For the team’s graduate students and seniors who are graduating, pending playoffs, this could be their last matchup versus Oswego. Seidman said that she scored or assisted in every game she played against the Lakers and continuing that trend into this game was “pretty cool.” Against a significant rival, she said it was important that she could contribute in all of her career matchups. 

The next day, the team had an afternoon non conference game against No. 5 Williams Smith Herons (9-1-2.) This game represented a homecoming for Spear and Frary. Spear played for William Smith for three seasons and Frary played four years there, graduating in 2013 before pursuing a coaching career that eventually led her to Plattsburgh.  

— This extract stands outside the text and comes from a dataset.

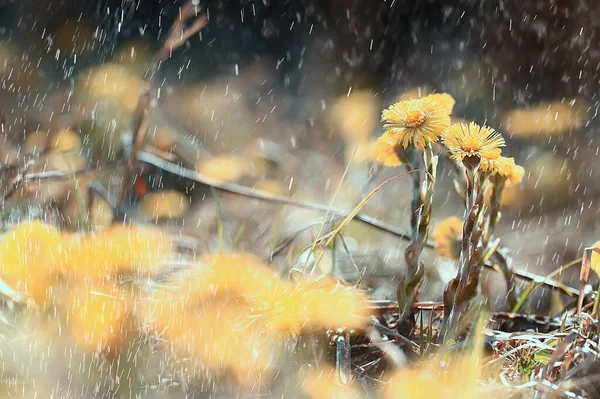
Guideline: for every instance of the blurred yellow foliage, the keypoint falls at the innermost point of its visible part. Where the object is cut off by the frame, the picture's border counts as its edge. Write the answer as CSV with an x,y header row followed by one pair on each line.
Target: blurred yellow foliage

Against such a strong opponent, the defense was pressured right from the first possession. Senior forward Julia Dimenna scored two in 20 minutes.  In dramatic fashion, Spear scored off a corner kick to cut the deficit down to one for her second of the season. The Herons tallied one more with 90 seconds left in the half to take a 3-1 lead.

With under a minute left and the team on another corner kick, Rice created some magic of her own. Rice took the corner and the ball was immediately redirected out of the goal box, where Myers passed it back to Rice, who took a shot from deep outside the penalty area that majestically went into the net. This was Rice’s first collegiate goal and put the Cardinals back into the game.

“That’s a shot that [is] my sweet spot. In high school, I got three goals from that exact same shot,” Rice said. “I knew there was a minute left, so I was just like, ‘shoot it.’ I saw it go in, I was just so shocked.”

The second half was a different story, as Plattsburgh let up four straight to eventually lose 2-6. 

“We knew going in that it was going to be a hard game. I mean, they’re ranked fifth, it was more of, looking back at it now, a learning experience. That’s what Coach [Frary] said too” Villemaire said. “We played pretty well and then we got to the point where they were just pinging the passes around us.”

Plattsburgh then traveled to Oneonta Oct. 12 to take on the Red Dragons. Despite the midweek road game, the Cardinals rallied, scoring two goals in the 80th and 82nd minute. Fitzgerald opened the scoring, stunning the goalkeeper off a penalty kick for her first goal since transiting to forward. 

“Nora [Fitzgerald] is a beast wherever she is. Having the three of us up there, I feel like it is going to be unstoppable,” Villemaire said. “I like when she’s up there because she just works, she’s a work-horse.”

Rice scored her second in two games, again off an improbable shot from outside the penalty area. Plattsburgh went on to win 2-0, Haley, who made the start, picked up her fourth shutout in five games to build a 6-2-1 record in nine starts. 

With this conference win, the Cardinals move back to .500 in the conference with a 3-3-1 record. It sits tied for fourth place with Brockport, both teams have 10 points. 

The Cardinals stay on the road, as the team plays Fredonia Oct. 15. Fredonia is near the bottom of the conference standings and is an opportunity for Plattsburgh to continue to rise the SUNYAC Standings.

“We just have to stay focused. It’s all about staying focused because the second you lose that focus, something can happen,” Seidman said. “Especially right now since we’re fighting for that spot, we just got to do what we got to do.”